1. Field of the Invention
The present invention relates to digital radio, and in particular, though not exclusively to digital cellular radio.
2. Related Art
The form of modulation used in digital cellular radio systems depends on the radio environment in which a radio system is being used.
Binary modulation is usually preferred in wide area cellular radio systems as the cells tend to be large, forcing the radio communications to occur in the presence of low channel Signal-to-Noise Ratios (SNRs) and low signal-to-interference ratios. An advantage of binary modulation is that class-C amplification can be used, the high efficiency of which prolongs the life of battery portables compared to when linear amplification is used. As digital signal processing is essentially performed with bits, binary modulation is readily compatible with speech coding, channel coding and equalization.
Progressively, higher bit rates are being required of cellular radio systems. The transmitted bit rate can be increased by using multi-level modulation, where each symbol conveys more than one bit. Although the channel bandwidth need not be increased, many of the advantages associated with binary modulation cease. In particular, inefficient linear amplification is required, and the receiver must operate at high SNR levels. However, these difficulties become less significant if microcells or picocells are used.

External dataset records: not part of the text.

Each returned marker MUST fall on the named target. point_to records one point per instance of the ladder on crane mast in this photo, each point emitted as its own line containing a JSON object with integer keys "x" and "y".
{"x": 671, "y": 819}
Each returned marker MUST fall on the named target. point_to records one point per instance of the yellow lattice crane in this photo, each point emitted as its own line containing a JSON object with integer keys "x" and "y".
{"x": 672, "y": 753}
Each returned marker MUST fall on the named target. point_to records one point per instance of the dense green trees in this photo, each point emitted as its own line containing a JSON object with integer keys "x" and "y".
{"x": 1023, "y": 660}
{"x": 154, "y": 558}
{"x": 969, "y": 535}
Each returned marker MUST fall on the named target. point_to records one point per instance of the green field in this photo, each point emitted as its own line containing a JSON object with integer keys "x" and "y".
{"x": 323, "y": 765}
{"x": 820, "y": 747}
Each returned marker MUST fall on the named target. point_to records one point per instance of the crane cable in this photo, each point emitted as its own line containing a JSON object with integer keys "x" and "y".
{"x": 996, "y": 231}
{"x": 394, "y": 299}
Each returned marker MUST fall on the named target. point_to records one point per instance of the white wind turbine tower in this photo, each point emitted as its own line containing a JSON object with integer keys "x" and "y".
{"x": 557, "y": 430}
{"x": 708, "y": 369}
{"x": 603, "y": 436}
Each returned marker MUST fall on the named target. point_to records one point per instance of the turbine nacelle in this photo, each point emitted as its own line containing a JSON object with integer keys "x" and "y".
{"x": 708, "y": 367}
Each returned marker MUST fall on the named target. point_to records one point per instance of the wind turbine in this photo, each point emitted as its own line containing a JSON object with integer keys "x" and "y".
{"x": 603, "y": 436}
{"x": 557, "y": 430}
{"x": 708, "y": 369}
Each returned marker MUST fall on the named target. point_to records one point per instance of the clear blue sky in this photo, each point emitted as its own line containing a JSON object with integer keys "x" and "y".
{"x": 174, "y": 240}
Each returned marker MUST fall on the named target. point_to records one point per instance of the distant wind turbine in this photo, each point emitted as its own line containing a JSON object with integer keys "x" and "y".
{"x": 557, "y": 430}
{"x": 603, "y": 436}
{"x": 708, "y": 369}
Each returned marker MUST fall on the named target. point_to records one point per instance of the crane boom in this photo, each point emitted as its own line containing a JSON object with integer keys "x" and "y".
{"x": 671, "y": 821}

For these tiny cells, ranging from a kilometer along a motorway, to a 200 m section of a street to a single office, the radiated power may be below 10 mW and often of the order of a few microwatts. It is possible to operate in relatively high SNR environments, say in excell of 25 dB, and the inefficient linear amplifiers consume little battery power.
As many potential high bit rate communications may occur in office buildings, the capacity of mobile systems in these buildings must be very high. The high bit rates required to accommodate video, audio computer data and other traffic may necessitate the symbol rate of the multilevel systems being so high that the mobile radio channels exhibit dispersion. Performing equalization of multilevel signals e.g. multi-level Quadrature Amplitude Modulation (QAM), that are subjected to dispersion and fading is not an easy task.
A channel can be said to behave as a narrowband radio channel if the duration of the symbol transmitted is significantly greater than the delay spread of the channel. As a consequence, the received multipath signal is subjected to flat frequency facing. When the multipath signal has a dominant path Rician fading occurs. The worst case fading experienced in a narrowband channel is Rayleigh fading when very deep fades can occur, causing burst errors, even when the average SNR is high.
When the size of the cell is decreased the delay spread decreases, allowing an increase in the transmitted symbol rate whilst still maintaining flat fading conditions, i.e., avoiding the channel becoming dispersive resulting in Inter-Symbol Interference (ISI). As the cell size decreases to microcellular proportions, e.g., office microcells, the transmitted symbol rate may increase well above a mega-symbol/s.
However, even with very small microcells a point is reached when the delay spread becomes comparable with the symbol duration and ISI results. ISI can be combatted using symbol interleaving and channel coding. When the ISI becomes severe it is necessary to mitigate its effects by using channel equalization.
Many different types of equalizer systems are known. Almost all of them are designed to operate with binary modulation, rather than multi-level QAM. The major types of equalizers are linear (LE), decision feedback (DFE) and Viterbi. Usually the preferred equalizer is the Viterbi equalizer due to its theoretically optimal performance given perfect channel sounding, but unfortunately it is too complex for QAM as more than 2.sup.12 states are required.
Current QAM systems operate over fixed links, such as telephone wire circuits or point-to-point radio links, where the frequency selectivity is constant or changing very slowly compared to mobile channels. Generally a linear equalizer is adequate to overcome any ISI. The equalizer is normally made adaptive so that it automatically adjusts its tap coefficients as the channel dispersion changes. Occasionally DFEs are used which can also be adaptive.